An important parameter like ulcer inhibition is generally used for antiulcer evaluation since this parameter has a direct relation to gastrointestinal parameters like gastric volume reduction and acidity changes. With the increase in pH, the ulcer score appeared less in the experimental animals. The reduction in free acid might have contributed to the ulcer preventive effect of the plant extractives.[16]

The gastric mucosal epithelial cells are impermeable to hydrogen ions and therefore form a physical barrier. This may have contributed to the mucosal defense mechanism as was evident from increased carbohydrate/protein ratio and an increase in carbohydrates like hexose, hexosamine, fucose and sialic acid.

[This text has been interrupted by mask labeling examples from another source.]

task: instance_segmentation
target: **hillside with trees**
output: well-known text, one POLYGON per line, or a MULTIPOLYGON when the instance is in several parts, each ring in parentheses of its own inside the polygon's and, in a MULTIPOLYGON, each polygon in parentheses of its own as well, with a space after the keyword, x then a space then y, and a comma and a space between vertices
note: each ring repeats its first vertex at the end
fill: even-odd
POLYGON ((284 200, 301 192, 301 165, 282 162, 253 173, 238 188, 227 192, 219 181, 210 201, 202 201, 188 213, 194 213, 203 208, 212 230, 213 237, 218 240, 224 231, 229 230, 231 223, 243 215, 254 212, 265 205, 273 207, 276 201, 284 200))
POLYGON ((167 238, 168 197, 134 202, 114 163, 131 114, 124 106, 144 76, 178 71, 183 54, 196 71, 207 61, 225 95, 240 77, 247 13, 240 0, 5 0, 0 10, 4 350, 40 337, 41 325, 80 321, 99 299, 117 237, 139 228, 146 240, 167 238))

Reactive oxygen species plays a role in the etiology and pathophysiology of inflammation and gastroduodenal ulcers.[14] From the data of ethanol induced ulcer model, it was found that the AEBP and MUC effectively increased the enzymatic antioxidants such as SOD and CAT. Conversely, it decreased the LPO level which suggests an antioxidant effect of the extractives.

From the results of antisecretory model, it was found that AEBP and MUC decreased the ulcer index in the doses used. AEBP and MUC decreased total carbohydrate, in the gastric juice compared with the ulcerated control group. On the other hand, the AEBP and MUC decreased the aggravating parameters such as gastric volume, total protein, total and free acidity in the gastric juice and increased the gastric pH. These findings suggest that AEBP and MUC show good gastroprotective effect in the ethanol induced ulcer model.

CONCLUSION

Bryophyllum pinnatum extract could significantly protect the gastric mucosa against ethanol-induced injury. Such protection was shown to be dose dependent as ascertained by the reduction of UAs in the gastric wall, as well as the reduction or inhibition of edema and leucocytes infiltration of sub-mucosal layers. Protection of gastric mucosa was most prominent at a dose of 750 mg/kg extract. Further, MUC isolated from B. pinnatum showed potent gastroprotective effect which when analyzed using NMR revealed the presence of galactopyranuronic acid units. In future AEBP and MUC can further be clinically checked for new drug development for the treatment of gastric ulcers.